La contribution de Marie-Agnès à la vie du Centre de Recherche sur l’Imaginaire (CRI) puis Imaginaire et Socio-Anthropologie (ISA) est d’une importance majeure, par son originalité et par ce qu’elle a permis d’actualisation des recherches sur l’imaginaire. C’est aussi sa participation à la gestion collective de l’équipe avec ce même suivi avisé et rigoureux qui a également marqué l’impulsion nouvelle qu’elle a su donner à notre revue Iris, dont elle a assuré la direction plusieurs années, avant de prendre dans le même esprit la responsabilité vigilante de la licence Sciences du langage. Le caractère intransigeant de Marie-Agnès a pu lui attirer des inimitiés : c’est pourtant à mes yeux cette qualité même qui a fait d’elle, au long de ces années, l’appui fiable, lucide et courageux, d’une loyauté sans faille, à toutes les évolutions que notre équipe a connues.
Personnalité essentielle pour la pluridisciplinarité de notre équipe, elle nous a permis l’ouverture à des collaborations rares avec le monde scientifique, dont Véronique Costa rappelle en ouverture du présent numéro l’immense intérêt pour la réflexion sur l’imaginaire. Je voudrais, en complément, évoquer le dernier projet partagé qui l’a cette fois menée vers le monde de la création artistique. Intitulé « Mondes numériques et spectacle vivant », il a permis de mettre les recherches sur la multi-sensorialité au service des questions soulevées par l’électro-vidéaste Lionel Palun et la metteure en scène Isis Fahmy. Attentive à interroger les apparentes évidences, Marie-Agnès a donné une épaisseur scientifique à l’expression d’« images vivantes » employée par Palun pour qualifier ses productions numériques animées : analysant les modalités complexes de la réception par le public, elle a montré que la puissance imaginaire des spectacles ne tient pas seulement à l’action de l’artiste sur sa lutherie numérique et aux effets du larsen vidéo mais repose sur le principe d’incarnation (« enaction ») des images multi-stables par le spectateur et sur la capacité de perception multi-sensorielle du cerveau1. On le voit, les travaux de Marie-Agnès sont susceptibles de nourrir la réflexion et la demande bien au-delà de son champ académique.

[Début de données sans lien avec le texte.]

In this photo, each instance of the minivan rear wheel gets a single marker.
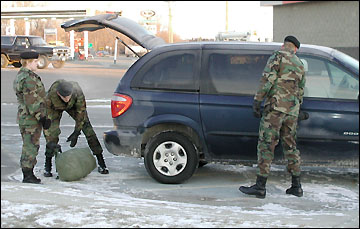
(170, 158)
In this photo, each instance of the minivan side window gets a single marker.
(235, 74)
(170, 71)
(325, 79)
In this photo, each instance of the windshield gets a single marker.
(37, 41)
(7, 40)
(347, 60)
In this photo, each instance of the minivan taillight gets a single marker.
(119, 104)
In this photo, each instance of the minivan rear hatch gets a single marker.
(122, 25)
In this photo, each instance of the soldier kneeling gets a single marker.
(68, 96)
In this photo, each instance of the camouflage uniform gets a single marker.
(282, 86)
(76, 108)
(30, 93)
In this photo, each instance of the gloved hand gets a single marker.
(256, 108)
(303, 115)
(45, 122)
(73, 138)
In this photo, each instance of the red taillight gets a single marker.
(119, 104)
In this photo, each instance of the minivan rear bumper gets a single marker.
(123, 142)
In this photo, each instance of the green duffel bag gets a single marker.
(74, 164)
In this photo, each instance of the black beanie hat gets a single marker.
(293, 40)
(65, 88)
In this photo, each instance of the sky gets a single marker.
(191, 19)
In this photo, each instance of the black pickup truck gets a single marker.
(12, 46)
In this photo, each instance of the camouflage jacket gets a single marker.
(282, 83)
(30, 93)
(76, 105)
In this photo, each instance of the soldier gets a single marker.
(31, 116)
(68, 96)
(282, 85)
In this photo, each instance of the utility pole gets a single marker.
(227, 17)
(171, 36)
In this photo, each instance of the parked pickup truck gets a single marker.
(12, 46)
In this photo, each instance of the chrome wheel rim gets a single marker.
(170, 158)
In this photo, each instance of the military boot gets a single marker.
(257, 189)
(102, 167)
(295, 188)
(29, 176)
(47, 172)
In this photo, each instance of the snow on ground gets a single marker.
(123, 199)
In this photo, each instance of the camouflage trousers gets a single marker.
(52, 134)
(275, 125)
(31, 143)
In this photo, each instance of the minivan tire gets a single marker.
(170, 158)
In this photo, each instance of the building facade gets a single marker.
(328, 23)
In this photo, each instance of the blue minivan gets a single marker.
(185, 104)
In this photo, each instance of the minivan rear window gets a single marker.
(235, 73)
(172, 71)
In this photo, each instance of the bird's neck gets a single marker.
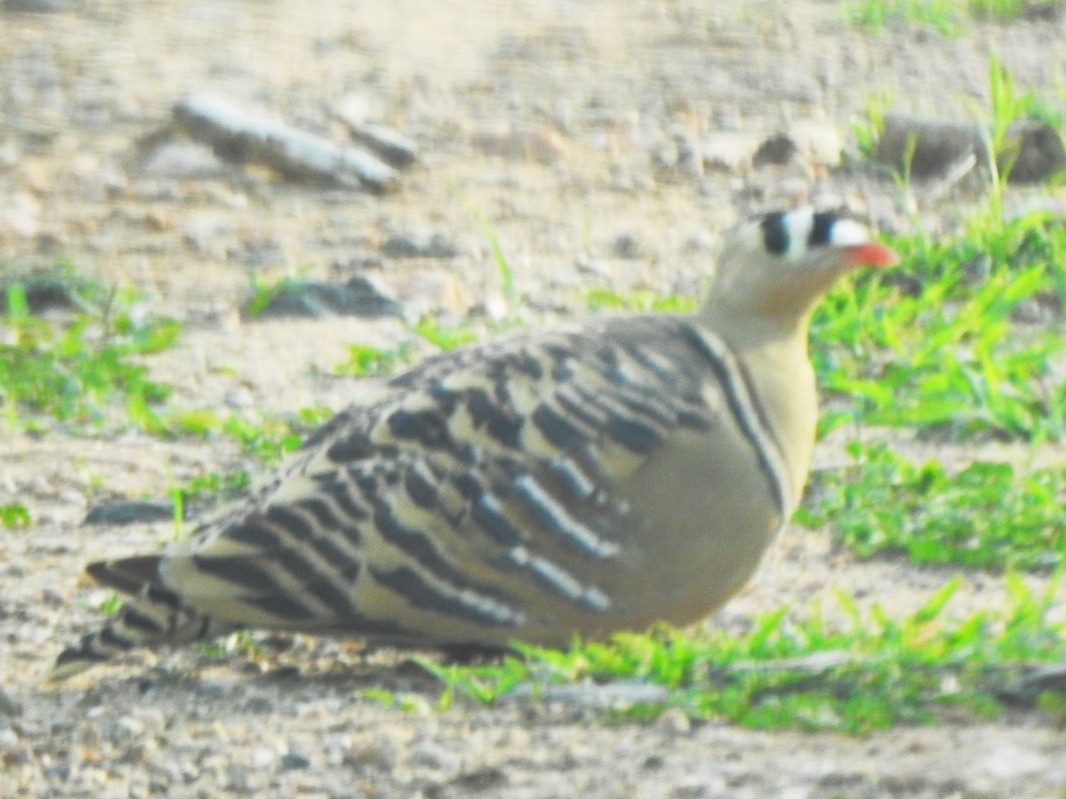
(775, 357)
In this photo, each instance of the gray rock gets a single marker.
(418, 244)
(130, 511)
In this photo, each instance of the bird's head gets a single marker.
(775, 266)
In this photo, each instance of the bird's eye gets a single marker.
(793, 233)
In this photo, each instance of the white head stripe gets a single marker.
(798, 224)
(848, 232)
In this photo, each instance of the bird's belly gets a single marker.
(707, 523)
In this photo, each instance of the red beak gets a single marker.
(871, 254)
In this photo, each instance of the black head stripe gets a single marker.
(822, 228)
(775, 232)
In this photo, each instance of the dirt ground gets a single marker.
(570, 127)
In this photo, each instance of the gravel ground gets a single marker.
(578, 129)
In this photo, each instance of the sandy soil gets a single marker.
(565, 124)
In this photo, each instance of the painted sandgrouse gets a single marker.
(575, 479)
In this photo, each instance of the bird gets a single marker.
(571, 480)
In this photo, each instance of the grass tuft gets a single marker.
(869, 672)
(985, 515)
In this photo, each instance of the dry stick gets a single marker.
(393, 147)
(247, 136)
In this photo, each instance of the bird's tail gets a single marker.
(152, 616)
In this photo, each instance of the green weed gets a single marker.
(639, 300)
(870, 672)
(74, 372)
(364, 359)
(935, 345)
(14, 515)
(947, 17)
(985, 515)
(445, 338)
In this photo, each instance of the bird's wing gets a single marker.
(464, 496)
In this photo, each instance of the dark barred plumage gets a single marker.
(577, 479)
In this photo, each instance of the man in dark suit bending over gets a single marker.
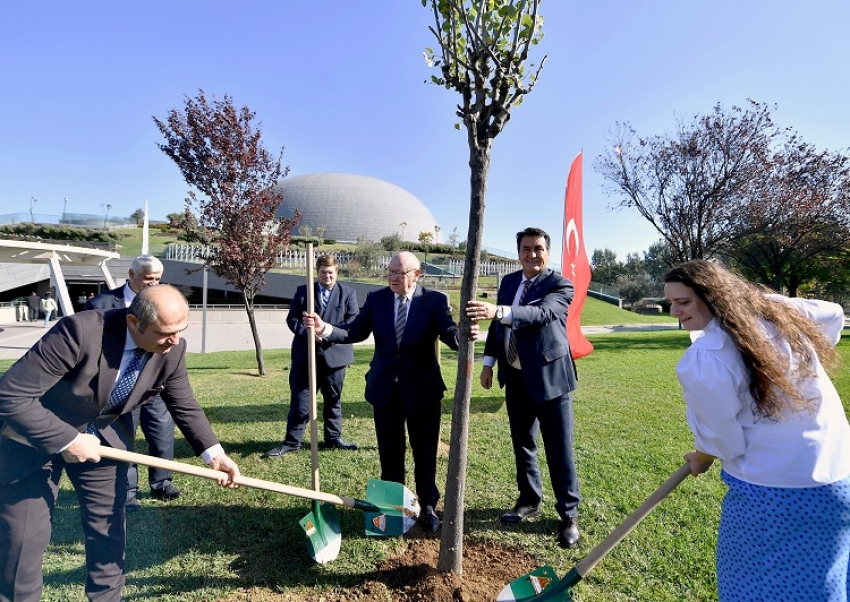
(72, 392)
(336, 303)
(156, 422)
(528, 340)
(404, 383)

C’est aussi le dernier projet mené en commun avec Patrick Pajon et je ne peux concevoir cet hommage à Marie-Agnès sans le souvenir de cette collaboration remarquable, exemplaire par la manière dont deux recherches au premier abord éloignées ont su converger et se nourrir mutuellement au fil des années, dans la perspective de construire, comme le résumait Patrick, « une typologie des nouveaux schèmes perceptifs, du nouveau sensorium2 » lié aux nouveaux outils numériques, avec lesquels il est urgent de repenser notre relation au monde et aux machines, et que synthétisait le titre polysémique d’un autre de leur projet commun : « Tech’sens ». Patrick soulignait ainsi, lors de nos échanges, qu’avec l’arrivée de nouveaux outils de création, voire de nouveaux partenaires de création, il devient impératif de renouveler l’épistémè de l’imaginaire et de l’imagination. C’est ce bouleversement en cours dans le champ de la création et de l’imagination que le travail de Lionel Palun nous a précisément permis d’explorer. C’est assez dire les enjeux des travaux communs de Marie-Agnès et de Patrick, et ce que notre laboratoire perd, avec la disparition de l’un, et le départ à la retraite de l’autre, de capacité à penser hors des sentiers battus.